Give up the ghost. Standby power, or phantom power, is energy that household items use when they are off, but plugged in. Items with digital displays and computers with monitors and printers can be standby power hogs. Unplug everything at night for a month. Monitor the electric bill for a difference. For more information, visit standby.lbl.gov.

Round up savings. Trick yourself into saving money. Round up to the next dollar when you record a check. At the end of the month, you’ll have a surplus. Your banking institution may offer this feature, or there are round up apps.

Start a “kick it” jar. Unhealthy habits and shopping addictions like smoking or buying dozens of expensive shoes are costly. Start a “kick it” jar. When the urge to splurge strikes, put money in the jar. As you see the money grow, so will resolve to kick the habit.

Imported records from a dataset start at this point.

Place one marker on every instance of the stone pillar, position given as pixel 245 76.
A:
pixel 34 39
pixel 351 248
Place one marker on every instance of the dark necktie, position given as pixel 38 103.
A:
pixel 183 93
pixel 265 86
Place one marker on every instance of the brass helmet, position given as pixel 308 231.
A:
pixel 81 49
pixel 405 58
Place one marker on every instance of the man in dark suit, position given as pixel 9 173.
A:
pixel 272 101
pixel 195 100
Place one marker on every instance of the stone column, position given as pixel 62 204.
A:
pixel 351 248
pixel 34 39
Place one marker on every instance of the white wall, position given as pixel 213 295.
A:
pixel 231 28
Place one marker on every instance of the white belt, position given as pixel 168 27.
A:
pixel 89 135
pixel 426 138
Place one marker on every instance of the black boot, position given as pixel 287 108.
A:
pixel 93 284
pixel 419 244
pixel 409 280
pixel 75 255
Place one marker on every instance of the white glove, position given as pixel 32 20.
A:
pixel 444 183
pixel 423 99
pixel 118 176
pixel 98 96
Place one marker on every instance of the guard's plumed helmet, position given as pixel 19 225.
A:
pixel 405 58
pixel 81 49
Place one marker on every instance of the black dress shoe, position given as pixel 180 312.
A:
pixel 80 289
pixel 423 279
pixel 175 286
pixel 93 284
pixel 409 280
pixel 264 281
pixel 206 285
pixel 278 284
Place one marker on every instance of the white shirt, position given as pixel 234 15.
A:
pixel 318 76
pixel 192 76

Keep the change. Collect loose change in a jar at the end of the day. A mere 50 cents a day savings will add up to almost $200 annually. As a family, save to pay off a debt or make a fun purchase.

Cruise to savings. Set the cruise control within the speed limit on the interstate, and don’t speed on smaller roads. Not speeding is fuel-efficient, and tickets are costly.

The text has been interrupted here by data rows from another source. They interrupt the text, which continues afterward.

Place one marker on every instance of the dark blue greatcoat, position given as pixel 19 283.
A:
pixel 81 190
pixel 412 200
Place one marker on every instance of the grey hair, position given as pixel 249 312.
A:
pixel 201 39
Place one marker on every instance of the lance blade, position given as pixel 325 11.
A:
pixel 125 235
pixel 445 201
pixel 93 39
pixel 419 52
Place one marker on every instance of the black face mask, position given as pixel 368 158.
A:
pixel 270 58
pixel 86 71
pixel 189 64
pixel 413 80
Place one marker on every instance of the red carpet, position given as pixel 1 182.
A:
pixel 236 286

Calculate your time. When you consider purchasing a non-essential item, calculate how many hours you have to work to pay for it. Is your time worth the purchase?

Don’t spend a bundle on your new bundle of joy. Babies don’t know what the Gap is. They won’t care how much that designer crib cost when they sink those brand new toddler teeth into the bed rail. Look for inexpensive, but safe furniture and gear. Keep them dry, fed, warm and loved. They’ll be content.

Shop seasonally. Specific items can be found at rock-bottom prices seasonally. In November baking staples are inexpensive. In January fitness gear and health food are a bargain. Make a list of what’s on sale each month, and then revisit the list each year to get the best prices.

Get a library card. Libraries have free, fun entertainment. Borrow magazines, books and videos for all ages. Tap into free digital resources like online magazines and eBooks. They also offer community classes, kids’ crafts and book clubs, a bargain for any family on a budget.

Celebrate a spending holiday. Choose a day, weekend or week, and don’t buy anything during that time.

YouTube it. Leaky toilet? Car repair that’s going to set you back hundreds of dollars? Look on YouTube for some DIY, fix-it tutorials. Even if you can’t fix it in the end, you’ll gain knowledge that will help you make the thriftiest choices when hiring help.

Embrace a giving spirit. This sounds counterintuitive to saving. But even when a bankroll is at its lowest, giving to someone whose needs are greater than yours helps grow an appreciation for what you have. Giving to others is also a motivator to save more so you can help others more.